I smoked my first cigarette in junior high. One of my buddies at school gave them to me. Three of them in a plastic cassette tape case. Menthol for reasons I do not recall. Kids at school smoked in the bathroom during the breaks between classes and I was very curious to find out why anybody would spend their break in a toilet stall.
My first attempts didn’t give me any insight. Turns out I didn’t inhale. I figured out the trick on the third try. That first drag gave me a buzz that knocked me off my feet. I guess that day I became a smoker. While I only smoked occasionally thru school, and this casual habit only tapered off to hardly ever after college, it was still lurking.
I moved to Los Angeles, California in July 2001. It was around this time that my infrequent habit, like the drip, drip, drip of a leaky faucet, suddenly became more like a busted water pipe (no pun intended). I’d like to blame the hours sitting in Los Angeles traffic, the endless abyss, consumed, with nothing to do but smoke, but it only contributed. This stupid behavior continued for the next few years. Then one morning I awoke, sat up in bed, and simply decided that yesterday was the last day I’d ever smoke. Just like that.
I look back on that and think the key to my going cold turkey was not making today the last day but yesterday the last day. Fast forward five years and I haven’t had a cigarette since the day before that day; no tabacco of any kind. No pills. No patches. Not even a lousy cigar.

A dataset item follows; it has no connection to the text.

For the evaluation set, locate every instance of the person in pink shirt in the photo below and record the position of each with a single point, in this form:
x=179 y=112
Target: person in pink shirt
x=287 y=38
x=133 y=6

I wrote the first draft of this at the end of last year. I was reflecting on the new year approaching and the fact that 2009 had seen both friends and family die from years of smoking. I promise not to be any more heavy handed that that. However, with a new year come new resolutions. Some are to quit smoking. I hope that my quitter’s tale inspires you. Remember, any yesterday can be your last.